You would have thought that, after it has been plugged so intensively over the past few years, the concept of “Active Asset Management” would now be well understood. Everyone knows that property performance needs to be understood and how to do that, don’t they? Well yes and no. Understandably, everyone’s view is affected by the context of their own organisation and the approach that has been taken. The result is that focus may be on different areas of assessment.

Some are driven purely by financial performance, by which I mean the result of Net Present Value calculations, others have developed complex points scoring systems and rely on those instead of the pure calculated approach.

Some are using yield as a way of isolating properties requiring detailed assessment and others either just don’t or don’t have the property valuation data on which to base the calculation. The HCA Governance and Financial Viability Standard Code of Practice requirements for testing business plan assumptions and sensitivities are a challenge which can be difficult to accommodate when it comes to outcome modelling.

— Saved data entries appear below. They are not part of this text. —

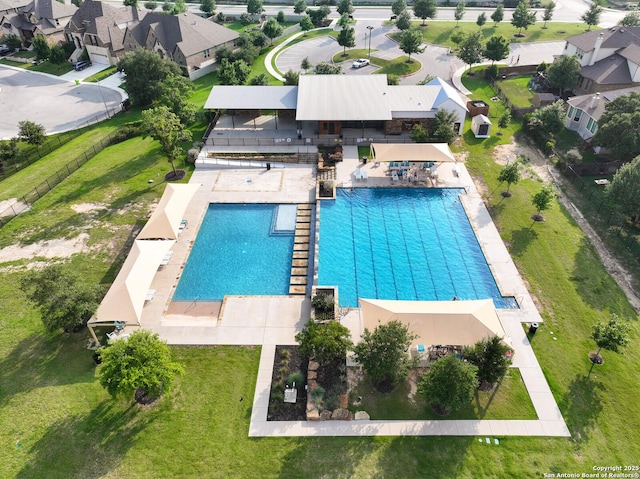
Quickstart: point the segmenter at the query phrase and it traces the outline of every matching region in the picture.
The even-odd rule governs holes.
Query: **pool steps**
[[[300,204],[296,213],[289,294],[306,294],[309,277],[309,241],[312,205]]]

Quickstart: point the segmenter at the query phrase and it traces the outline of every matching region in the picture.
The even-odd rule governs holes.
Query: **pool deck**
[[[366,180],[356,180],[356,169],[366,171]],[[537,420],[440,420],[440,421],[267,421],[271,373],[276,345],[296,344],[310,314],[308,295],[238,297],[220,303],[194,301],[182,308],[169,308],[189,250],[209,203],[315,203],[315,169],[288,165],[271,169],[220,169],[198,167],[191,183],[203,187],[185,213],[188,226],[173,247],[170,263],[156,274],[155,298],[143,310],[141,326],[158,333],[169,344],[260,345],[262,353],[256,381],[249,435],[262,436],[570,436],[557,403],[535,357],[523,323],[542,322],[526,285],[496,229],[482,197],[466,168],[459,174],[451,164],[437,168],[437,183],[421,176],[414,183],[402,179],[392,183],[387,165],[358,159],[357,147],[344,147],[336,179],[341,187],[437,186],[465,188],[462,204],[474,228],[496,283],[505,296],[514,296],[518,310],[497,310],[515,350],[517,367],[527,388]],[[219,314],[213,313],[219,310]],[[344,311],[342,323],[352,338],[362,333],[358,309]],[[540,334],[540,333],[538,333]]]

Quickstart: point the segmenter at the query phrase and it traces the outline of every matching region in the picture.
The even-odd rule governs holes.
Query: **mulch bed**
[[[288,351],[288,353],[284,353],[284,351]],[[267,421],[306,420],[307,391],[305,385],[308,365],[309,361],[300,354],[297,346],[276,346]],[[285,403],[284,382],[290,374],[297,372],[302,373],[305,378],[303,384],[296,384],[296,389],[298,390],[297,401],[295,404]]]

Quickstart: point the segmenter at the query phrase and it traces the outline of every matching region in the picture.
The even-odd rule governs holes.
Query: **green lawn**
[[[112,65],[109,68],[96,73],[95,75],[91,75],[89,78],[85,78],[84,81],[85,82],[93,82],[93,83],[102,81],[105,78],[110,77],[111,75],[113,75],[116,72],[117,68],[118,67],[116,65]]]
[[[194,102],[202,101],[210,80],[197,86]],[[470,89],[478,87],[473,98],[493,96],[478,78],[463,81]],[[500,112],[501,107],[492,103],[491,116]],[[18,194],[21,183],[29,187],[41,180],[92,136],[104,135],[136,115],[96,125],[79,137],[82,141],[70,141],[25,168],[24,176],[0,182],[3,195],[5,188]],[[454,145],[457,151],[468,151],[467,165],[476,180],[486,184],[486,191],[500,191],[496,178],[501,167],[491,157],[492,147],[518,130],[513,122],[502,137],[477,140],[466,133]],[[128,241],[160,197],[169,168],[158,144],[149,138],[109,147],[31,211],[0,228],[0,246],[86,233],[88,247],[69,261],[87,281],[106,286],[118,271]],[[260,349],[247,347],[173,348],[186,370],[175,391],[149,408],[112,401],[98,385],[90,352],[84,348],[88,334],[43,331],[38,312],[18,287],[27,264],[33,262],[16,259],[0,264],[0,477],[519,478],[636,464],[637,316],[557,202],[545,212],[544,223],[533,224],[531,197],[540,187],[539,181],[521,180],[511,187],[511,198],[487,194],[486,201],[539,301],[545,322],[532,344],[571,439],[507,437],[496,446],[474,437],[444,436],[248,438]],[[98,208],[86,213],[71,208],[82,203]],[[609,312],[629,321],[631,346],[623,354],[604,351],[605,364],[587,377],[587,355],[595,349],[589,339],[591,325]],[[479,404],[486,407],[486,402]],[[500,408],[511,406],[504,409],[507,414],[529,417],[528,407],[504,403]],[[383,407],[388,408],[380,404]]]
[[[531,75],[522,75],[499,80],[496,83],[512,105],[518,108],[529,108],[533,106],[531,100],[534,94],[529,89],[529,80]]]
[[[467,15],[471,15],[471,12],[467,12]],[[524,37],[516,37],[514,35],[518,33],[518,30],[511,25],[510,22],[501,22],[497,27],[494,27],[494,23],[490,19],[487,20],[487,24],[482,28],[482,37],[485,42],[493,35],[503,35],[508,38],[511,43],[562,41],[571,35],[578,35],[579,33],[587,31],[586,26],[580,23],[553,22],[548,23],[547,28],[543,29],[543,23],[538,22],[529,27],[528,30],[522,31],[525,35]],[[421,23],[420,21],[414,22],[415,25],[420,25]],[[475,22],[460,22],[456,28],[456,22],[429,21],[426,27],[420,28],[425,42],[451,48],[456,47],[456,44],[451,40],[451,35],[454,32],[478,31],[478,26]],[[398,33],[393,34],[394,38],[398,35]]]
[[[422,68],[422,64],[416,59],[412,59],[411,63],[408,63],[407,61],[409,60],[409,57],[403,55],[394,58],[393,60],[386,60],[384,58],[376,57],[375,52],[376,50],[371,50],[370,61],[372,65],[376,65],[380,68],[377,69],[374,73],[405,76],[411,75],[412,73],[415,73],[420,70],[420,68]],[[342,52],[336,53],[333,56],[333,62],[342,63],[356,60],[358,58],[367,58],[368,53],[369,50],[367,50],[366,48],[354,48],[352,50],[347,50],[346,55],[344,55]]]

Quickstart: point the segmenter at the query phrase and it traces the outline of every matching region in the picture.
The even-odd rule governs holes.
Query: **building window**
[[[211,51],[208,48],[203,53],[205,58],[209,58],[211,56]]]
[[[578,48],[576,49],[576,55],[580,60],[582,60],[582,57],[584,56],[584,52]]]
[[[573,118],[573,113],[576,111],[576,109],[572,106],[569,107],[569,112],[567,113],[567,118]]]
[[[573,117],[573,121],[580,121],[580,117],[582,116],[582,110],[578,110],[576,108],[576,114]]]
[[[589,118],[589,121],[587,122],[587,130],[595,134],[597,129],[598,129],[598,123],[593,118]]]

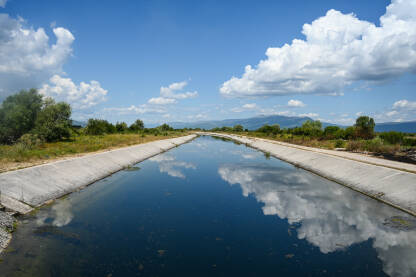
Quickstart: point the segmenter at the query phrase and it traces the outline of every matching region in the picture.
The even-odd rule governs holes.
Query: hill
[[[376,132],[416,133],[416,121],[376,123]]]
[[[265,124],[273,125],[279,124],[280,128],[292,128],[301,126],[303,122],[312,120],[309,117],[295,117],[295,116],[282,116],[282,115],[271,115],[271,116],[257,116],[243,119],[224,119],[224,120],[210,120],[210,121],[197,121],[197,122],[171,122],[170,126],[174,128],[201,128],[201,129],[212,129],[215,127],[223,126],[235,126],[240,124],[244,129],[255,130]],[[328,125],[328,124],[327,124]]]

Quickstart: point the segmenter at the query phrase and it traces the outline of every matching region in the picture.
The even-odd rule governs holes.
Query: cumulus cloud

Organisations also tend to have different starting points for appraisals and this has coloured their approach. The most common ways into a data-based approach have been:

  • An in-house developed spreadsheet/model
  • Models with fixed input headings provided by third-party consultants and generally spreadsheet based
  • Many organisations use software tools for development appraisal and have adapted this approach
  • Use of stand-alone specialist software
  • Use of an integrated Asset Management system

These have their own pros and cons and, as always, there is a balance to be struck between ease of use on one hand and flexibility to handle all scenarios on the other. Some require a huge amount of data preparation before it is loaded into the model and others can automate some of that or integrate with the sources of that data.

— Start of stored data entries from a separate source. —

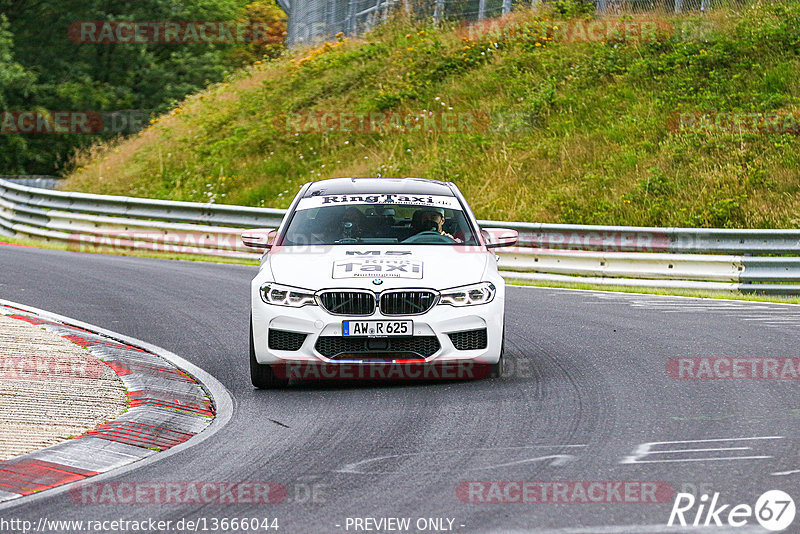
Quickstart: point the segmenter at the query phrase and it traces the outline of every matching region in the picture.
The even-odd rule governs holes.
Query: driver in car
[[[343,238],[360,239],[367,233],[367,217],[356,208],[347,208],[342,217]]]
[[[411,221],[411,228],[415,234],[421,232],[438,232],[449,237],[453,241],[458,241],[455,237],[442,230],[444,225],[444,210],[442,208],[423,208],[414,212]]]

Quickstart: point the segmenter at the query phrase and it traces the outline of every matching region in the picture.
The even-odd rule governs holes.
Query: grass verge
[[[605,17],[571,4],[471,30],[400,16],[253,65],[87,151],[65,188],[286,207],[310,180],[422,176],[457,183],[482,219],[800,227],[800,3]],[[475,120],[345,119],[448,112]],[[782,119],[717,128],[724,113]]]

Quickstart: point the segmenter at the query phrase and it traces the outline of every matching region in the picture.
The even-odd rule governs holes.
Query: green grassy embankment
[[[695,111],[800,118],[800,4],[624,19],[641,17],[657,22],[653,38],[565,39],[585,19],[556,11],[515,13],[499,32],[397,19],[188,97],[141,135],[82,154],[65,189],[286,207],[309,180],[423,176],[456,182],[479,218],[800,227],[800,136],[668,126]],[[299,135],[282,122],[450,108],[492,122]]]

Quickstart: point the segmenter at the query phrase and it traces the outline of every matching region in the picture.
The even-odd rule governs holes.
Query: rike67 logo
[[[752,518],[767,530],[778,532],[789,528],[795,516],[794,500],[781,490],[770,490],[749,504],[723,504],[719,493],[703,494],[696,499],[691,493],[678,493],[667,526],[681,527],[743,527]]]

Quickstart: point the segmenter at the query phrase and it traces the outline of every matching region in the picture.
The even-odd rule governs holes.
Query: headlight
[[[270,282],[261,286],[261,300],[267,304],[276,306],[290,306],[300,308],[302,306],[316,306],[314,293],[299,287],[284,286]]]
[[[449,304],[450,306],[488,304],[492,302],[496,292],[497,290],[491,282],[454,287],[441,292],[439,304]]]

So without going into a huge amount of detail, I believe that the starting point should not be “How can I load all my data in and will it tell me which properties are performing badly?” but, instead, should be “Can my model deliver all the outcomes and functionality I require?”. In my opinion, the outcomes and functionality that an appraisal/modelling system should deliver are:

  • Flexibility to load any individual or cycled costs into user-defined categories to suit an organisation with NPV calculations taking into account assumptions for inflation and discount rate.
  • A points scoring system for user-defined non-financial property characteristics such as demand, ease of management etc. Often called Social Impact scores, these enable a rounded view to be taken of performance.
  • The ability to set up attributes and assign them to properties and then to identify groups of similar properties and evaluate performance on an average per property basis across these groups.
  • The ability to plot individual or groups of properties onto maps.
  • The ability to refresh the model from source data at any point.
  • The ability to evaluate alternative scenarios for individual or groups of properties based on different inputs (costs, income, scoring factors, inflation, discount rate, time period, etc.) This is what you need to test your business plan to meet the HCA requirements.
  • The ability to store cost and expense items at any level of an organisation’s property hierarchy from property level upwards.

When it comes to choosing your IT solutions for this challenge, as ever you have many choices. There are a number of consultancies who have developed standalone solutions; alternatively you can look to your core suppliers to see if they’re able to provide a joined ­up, strategic response to the challenge. After all, their systems already contain the properties, planned maintenance costs, rent details etc. and this will avoid the risk of data errors and corruption that spreadsheets bring.